Summary
Highlights
Fibonacci retracements use horizontal lines based on Fibonacci numbers as support and resistance levels. Traders identify a swing low and swing high, then drag the tool to these points. Price often pulls back to the 0.382 level, offering a potential buy entry. Combining with other signals is recommended.
Breakout patterns occur when price makes a sudden, significant movement after a consolidation period. Traders use patterns like wedges, triangles, and rectangles to predict these breakouts. An example shows price consolidating, then breaking sharply downwards.
Reversal patterns indicate a change in the current trend. Notable patterns include double tops and bottoms, triple tops and bottoms, head and shoulders, and cups and handles. Identifying these patterns helps traders predict when a trend might reverse.
The Elliot Wave theory suggests markets move in a series of five waves, followed by corrective waves in the opposite direction (ABC). Specific rules govern wave validity: wave 2 cannot be longer than wave 1 (usually pulls back to 0.618 Fibonacci), wave 3 must be the longest, and wave 4 must stay above wave 1's peak (usually pulls back to 0.382 Fibonacci). This theory helps predict price direction.
Fair value gaps form when a candle makes a significant gap due to buying or selling imbalance. Traders find a large-bodied candle, then draw a rectangle between the wicks of the previous and next candles to identify this gap. These gaps act as potential price magnets that price may revisit.
Candlestick patterns are used to analyze future price movements based on specific candle shapes. Engulfing patterns signal strong momentum. Hammer and shooting star patterns indicate rejection with long wicks. Doji patterns signal market neutrality.
Heikin Ashi is an indicator that replaces traditional candlestick charts, reducing noise. Green candles indicate an uptrend, red candles a downtrend. The candle body size reflects trend strength. It's an indicator and doesn't show real market prices.
Moon phases are a concept that uses moon cycles to time the market, believing they correlate with human emotions and market behavior. New moons are thought to be bullish, full moons bearish, serving as a confirmation tool.
Renko charts replace traditional candlesticks with blocks based on price changes, not time. For instance, a block might form for every 1% price change. Green blocks indicate an uptrend, red blocks a downtrend. Renko charts filter noise and identify trends but don't display real market prices.
Harmonic patterns are advanced price patterns based on Fibonacci numbers, used to predict future price movements. An example is the bullish bat pattern, shaped like an 'M' with four specific movements (X, A, B, C, D) and precise Fibonacci ratio guidelines for each point. Traders apply these patterns to charts to identify potential positions.
Support and resistance are horizontal key levels where price has bounced off historically. Support (below current price) offers potential buy positions, while resistance (above current price) offers potential sell positions. Dynamic support and resistance use indicators like moving averages instead of static lines.

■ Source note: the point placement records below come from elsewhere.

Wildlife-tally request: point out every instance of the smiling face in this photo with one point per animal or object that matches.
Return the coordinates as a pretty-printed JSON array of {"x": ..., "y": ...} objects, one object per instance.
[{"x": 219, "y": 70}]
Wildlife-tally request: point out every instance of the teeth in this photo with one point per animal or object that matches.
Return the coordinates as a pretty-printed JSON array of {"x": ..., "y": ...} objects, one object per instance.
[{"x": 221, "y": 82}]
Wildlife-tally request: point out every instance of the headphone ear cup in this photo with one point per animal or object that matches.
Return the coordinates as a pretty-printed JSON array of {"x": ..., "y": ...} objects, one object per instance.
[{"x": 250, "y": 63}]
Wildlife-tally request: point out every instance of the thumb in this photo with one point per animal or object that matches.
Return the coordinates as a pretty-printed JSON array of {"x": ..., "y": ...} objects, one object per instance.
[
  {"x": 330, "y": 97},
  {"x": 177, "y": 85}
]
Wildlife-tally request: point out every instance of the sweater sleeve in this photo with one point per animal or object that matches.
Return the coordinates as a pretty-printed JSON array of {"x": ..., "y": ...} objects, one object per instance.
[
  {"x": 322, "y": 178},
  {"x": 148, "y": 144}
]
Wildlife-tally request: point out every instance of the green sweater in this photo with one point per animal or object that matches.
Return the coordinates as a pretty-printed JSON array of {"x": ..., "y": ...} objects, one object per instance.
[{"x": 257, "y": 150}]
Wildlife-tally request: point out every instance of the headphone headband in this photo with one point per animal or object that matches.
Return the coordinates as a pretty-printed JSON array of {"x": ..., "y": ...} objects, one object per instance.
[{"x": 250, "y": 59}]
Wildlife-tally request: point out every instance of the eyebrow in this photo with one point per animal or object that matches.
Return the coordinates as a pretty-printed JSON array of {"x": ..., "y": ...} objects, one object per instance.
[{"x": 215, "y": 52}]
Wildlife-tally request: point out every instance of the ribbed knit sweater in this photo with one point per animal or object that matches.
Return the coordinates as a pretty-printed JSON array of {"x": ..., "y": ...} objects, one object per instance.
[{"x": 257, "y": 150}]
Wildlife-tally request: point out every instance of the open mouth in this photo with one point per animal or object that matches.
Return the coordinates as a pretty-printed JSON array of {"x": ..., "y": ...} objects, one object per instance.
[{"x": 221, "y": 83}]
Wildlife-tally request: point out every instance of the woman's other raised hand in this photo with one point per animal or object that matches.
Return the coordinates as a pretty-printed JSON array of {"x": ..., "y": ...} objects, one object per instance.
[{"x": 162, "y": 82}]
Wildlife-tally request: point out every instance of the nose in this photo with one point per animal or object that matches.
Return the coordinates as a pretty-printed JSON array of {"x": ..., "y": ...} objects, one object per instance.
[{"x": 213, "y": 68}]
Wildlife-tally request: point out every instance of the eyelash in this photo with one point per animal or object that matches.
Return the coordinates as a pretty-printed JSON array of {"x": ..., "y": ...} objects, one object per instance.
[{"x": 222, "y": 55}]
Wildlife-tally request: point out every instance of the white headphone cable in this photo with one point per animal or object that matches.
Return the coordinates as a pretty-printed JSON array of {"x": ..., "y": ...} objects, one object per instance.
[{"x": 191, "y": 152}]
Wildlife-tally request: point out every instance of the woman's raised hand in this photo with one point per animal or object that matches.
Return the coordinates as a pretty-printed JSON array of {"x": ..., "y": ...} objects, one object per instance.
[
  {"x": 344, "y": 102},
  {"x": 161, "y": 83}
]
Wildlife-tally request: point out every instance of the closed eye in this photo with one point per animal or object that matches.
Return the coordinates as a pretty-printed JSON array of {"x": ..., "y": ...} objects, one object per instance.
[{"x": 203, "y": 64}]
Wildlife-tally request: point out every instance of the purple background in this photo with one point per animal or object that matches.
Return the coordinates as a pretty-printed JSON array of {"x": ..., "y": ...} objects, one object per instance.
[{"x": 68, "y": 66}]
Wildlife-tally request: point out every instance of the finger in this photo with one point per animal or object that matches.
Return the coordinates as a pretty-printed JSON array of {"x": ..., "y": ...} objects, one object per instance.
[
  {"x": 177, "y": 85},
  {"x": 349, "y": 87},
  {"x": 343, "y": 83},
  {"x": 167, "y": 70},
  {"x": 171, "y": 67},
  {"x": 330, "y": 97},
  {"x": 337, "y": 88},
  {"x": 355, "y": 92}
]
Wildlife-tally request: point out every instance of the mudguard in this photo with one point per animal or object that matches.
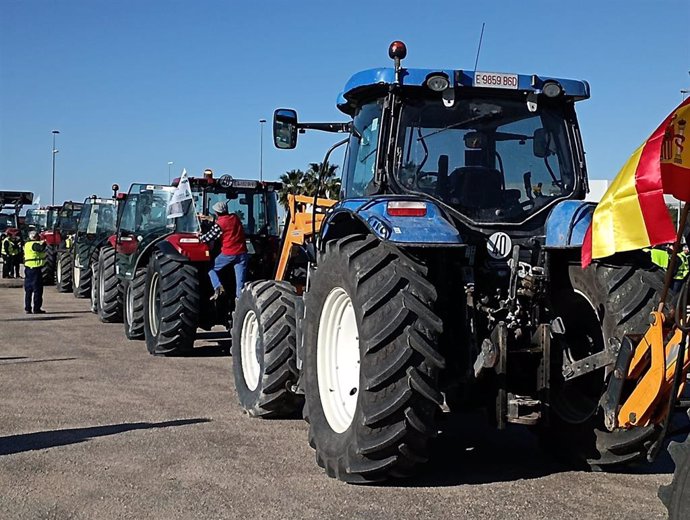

Trend lines are diagonal key levels that form during a trend. Upwards trend lines indicate bullish markets, downwards indicate bearish. They can be used to identify overall direction and potential entry points when price retraces to the line.
Gann angles display multiple lines at different angles, acting as key levels and measuring trend strength. Steeper angles indicate strong trends, shallower angles weak trends. Applying them involves setting price to bar ratio, identifying a market range, drawing a vertical line, and then using the trend angle and Gann fan tools at specific angles (e.g., 45 degrees).
Momentum indicators measure trend direction and strength, effective in trending markets. Examples include MACD (crossovers indicate bullish/bearish trends), Moving Averages (price above/below signals trends), Parabolic SAR (dots below/above price indicate trends), and Super Trend (green/red signals indicate trends).
Oscillators display the relative strength of a price, most effective in choppy or sideways markets. Notable oscillators are RSI (oversold/overbought regions signal reversals) and Stochastic (lines in oversold/overbought regions or crossovers signal reversals).
Divergences occur when an indicator gives an opposite signal to the actual price movement, often signaling a trend reversal. They can be found in MACD, Stochastic, and RSI. A bullish divergence (price lower lows, indicator higher lows) suggests an uptrend, while a bearish divergence (price higher highs, indicator lower highs) suggests a downtrend.
Volume indicators show the strength behind price movements by tracking trading volume. Examples include Price Volume (bar length indicates volume), Volume Weighted Average Price (ratio of price to volume, acts like moving average), and Volume Profiles (horizontal bars show volume at price levels as key entries).
Supply and demand zones (order blocks) are areas of significant past price movements. A strong upward movement creates a demand zone, while a strong downward movement creates a supply zone. These zones act as key levels for potential entry positions, similar to support and resistance.
Market structure involves analyzing the market's behavior and flow. An uptrend forms higher highs and higher lows, while a downtrend forms lower highs and lower lows. A 'break of structure' occurs when price surpasses a previous peak in a trend, indicating trend continuation. A 'change of character' occurs when price breaks the previous structure in the opposite direction, signaling a potential trend reversal.